Does the Mothman have a rival, or is the Nain Rouge just another incarnation of the apocryphal winged man who foretells of doom?
The Nain Rouge –which translates from French as “The Red Dwarf” or “The Red Goblin”- is a little known legend originating from Normandy France in the mid to late 17th century. It is said that the Nain Rouge foretells of impending doom, though some accounts have this little devil taking an active part in the outcome of various disasters.
Its legend derives from the French fairy tale “Le Prince Lutin”, written in 1697 by Marie Catherine d’Aulnoy. In it she describes the Lutin –otherwise known as a brownie, elf, fairy, gnome, goblin, hobgoblin, imp, leprechaun, pixie, puck or sprite- as a gnome like creature with the power to travel anywhere, take multiple forms (including a saddled horse), and to be invisible/visible at will.
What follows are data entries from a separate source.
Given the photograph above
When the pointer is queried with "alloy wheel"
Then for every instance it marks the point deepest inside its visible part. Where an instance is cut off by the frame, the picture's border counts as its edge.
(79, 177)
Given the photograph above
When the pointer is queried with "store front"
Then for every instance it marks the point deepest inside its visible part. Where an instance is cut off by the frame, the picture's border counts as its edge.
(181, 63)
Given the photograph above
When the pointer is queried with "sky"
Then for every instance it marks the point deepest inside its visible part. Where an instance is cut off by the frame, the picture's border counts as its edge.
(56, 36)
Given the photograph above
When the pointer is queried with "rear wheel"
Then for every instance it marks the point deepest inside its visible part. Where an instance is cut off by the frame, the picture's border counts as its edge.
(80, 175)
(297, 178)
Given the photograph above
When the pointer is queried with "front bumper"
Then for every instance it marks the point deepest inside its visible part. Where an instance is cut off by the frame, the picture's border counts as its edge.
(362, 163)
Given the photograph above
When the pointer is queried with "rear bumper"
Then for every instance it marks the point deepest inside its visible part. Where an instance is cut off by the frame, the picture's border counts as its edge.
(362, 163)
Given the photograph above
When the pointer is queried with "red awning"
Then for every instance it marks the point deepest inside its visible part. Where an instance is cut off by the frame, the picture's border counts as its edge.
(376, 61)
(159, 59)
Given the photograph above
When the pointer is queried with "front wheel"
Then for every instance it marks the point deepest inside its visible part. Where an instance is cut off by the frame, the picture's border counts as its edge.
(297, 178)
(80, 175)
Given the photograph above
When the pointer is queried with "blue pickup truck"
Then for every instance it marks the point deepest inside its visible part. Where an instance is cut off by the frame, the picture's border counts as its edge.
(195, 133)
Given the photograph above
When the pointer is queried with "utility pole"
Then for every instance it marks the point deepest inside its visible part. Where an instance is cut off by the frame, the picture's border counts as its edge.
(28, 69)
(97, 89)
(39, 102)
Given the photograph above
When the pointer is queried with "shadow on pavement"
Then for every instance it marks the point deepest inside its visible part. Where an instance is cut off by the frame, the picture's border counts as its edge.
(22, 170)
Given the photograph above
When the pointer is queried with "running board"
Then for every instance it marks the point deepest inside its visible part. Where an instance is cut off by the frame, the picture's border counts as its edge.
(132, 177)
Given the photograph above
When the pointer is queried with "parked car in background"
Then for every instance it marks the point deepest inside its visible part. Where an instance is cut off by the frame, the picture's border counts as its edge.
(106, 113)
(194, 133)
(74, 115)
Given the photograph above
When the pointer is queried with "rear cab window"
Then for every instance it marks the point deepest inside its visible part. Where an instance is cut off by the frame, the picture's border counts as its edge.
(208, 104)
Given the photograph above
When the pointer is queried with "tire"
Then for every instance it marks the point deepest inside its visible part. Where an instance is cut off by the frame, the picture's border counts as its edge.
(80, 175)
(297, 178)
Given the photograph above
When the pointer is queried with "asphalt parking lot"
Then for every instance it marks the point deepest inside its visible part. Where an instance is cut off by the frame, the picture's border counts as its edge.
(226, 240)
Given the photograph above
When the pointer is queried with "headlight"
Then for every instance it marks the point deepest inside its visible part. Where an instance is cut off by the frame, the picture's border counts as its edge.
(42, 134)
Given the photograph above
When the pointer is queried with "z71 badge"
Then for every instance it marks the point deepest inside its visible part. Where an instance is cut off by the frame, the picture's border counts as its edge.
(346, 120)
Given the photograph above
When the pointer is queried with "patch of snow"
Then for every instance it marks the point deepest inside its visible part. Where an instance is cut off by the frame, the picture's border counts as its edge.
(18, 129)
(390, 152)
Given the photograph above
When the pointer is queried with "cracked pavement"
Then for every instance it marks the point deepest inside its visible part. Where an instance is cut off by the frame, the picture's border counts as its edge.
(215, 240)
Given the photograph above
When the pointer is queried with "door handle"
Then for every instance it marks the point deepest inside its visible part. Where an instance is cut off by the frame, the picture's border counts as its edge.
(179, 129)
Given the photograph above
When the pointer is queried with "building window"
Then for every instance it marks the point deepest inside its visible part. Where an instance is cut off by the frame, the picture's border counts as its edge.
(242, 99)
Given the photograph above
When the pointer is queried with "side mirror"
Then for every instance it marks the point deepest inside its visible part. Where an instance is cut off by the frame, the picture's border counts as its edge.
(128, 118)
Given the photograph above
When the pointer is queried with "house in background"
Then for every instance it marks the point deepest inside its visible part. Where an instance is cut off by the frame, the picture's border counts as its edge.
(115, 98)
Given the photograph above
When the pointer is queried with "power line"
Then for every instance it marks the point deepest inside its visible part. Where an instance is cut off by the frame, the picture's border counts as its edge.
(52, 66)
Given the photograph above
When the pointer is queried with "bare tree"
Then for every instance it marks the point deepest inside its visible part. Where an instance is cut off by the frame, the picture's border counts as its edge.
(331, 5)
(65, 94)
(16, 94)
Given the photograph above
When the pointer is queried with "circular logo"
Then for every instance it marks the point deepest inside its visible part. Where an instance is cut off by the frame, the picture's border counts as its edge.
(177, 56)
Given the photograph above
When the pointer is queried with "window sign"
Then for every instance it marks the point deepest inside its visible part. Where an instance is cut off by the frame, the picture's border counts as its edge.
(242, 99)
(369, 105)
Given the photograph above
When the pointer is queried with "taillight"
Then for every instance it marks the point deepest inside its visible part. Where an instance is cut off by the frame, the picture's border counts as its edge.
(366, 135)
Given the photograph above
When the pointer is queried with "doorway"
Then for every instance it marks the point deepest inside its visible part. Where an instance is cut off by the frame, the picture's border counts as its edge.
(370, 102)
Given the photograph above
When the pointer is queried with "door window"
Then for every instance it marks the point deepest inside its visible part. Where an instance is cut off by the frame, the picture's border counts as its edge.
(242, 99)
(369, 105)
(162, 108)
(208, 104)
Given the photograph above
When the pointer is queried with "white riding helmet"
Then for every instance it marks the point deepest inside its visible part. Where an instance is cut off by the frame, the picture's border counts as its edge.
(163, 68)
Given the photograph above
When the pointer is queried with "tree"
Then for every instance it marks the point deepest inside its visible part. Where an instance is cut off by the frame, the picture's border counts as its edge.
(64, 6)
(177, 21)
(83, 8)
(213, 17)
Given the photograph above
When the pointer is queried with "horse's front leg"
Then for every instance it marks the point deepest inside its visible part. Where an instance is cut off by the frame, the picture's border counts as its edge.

“You are invisible when you like it; you cross in one moment the vast space of the universe; you rise without having wings; you go through the ground without dying; you penetrate the abysses of the sea without drowning; you enter everywhere, though the windows and the doors are closed; and, when you decide to, you can let yourself be seen in your natural form.”
The list of disasters associated to or blamed on the Nain Rouge is long indeed, from famed attacks on the first settler of the Detroit region in 1701, to the frightening tales of the Battle of 1812, to a 1996 account from the Michigan Believer, where “two admittedly drunk nightclub patrons who claimed to both have heard a strange ‘cawing sound, similar to a crow,’ coming from a ‘small hunched-over man’ who was fleeing the scene of a car burglary. The creature was described as wearing ‘what looked like a really nasty torn fur coat.’”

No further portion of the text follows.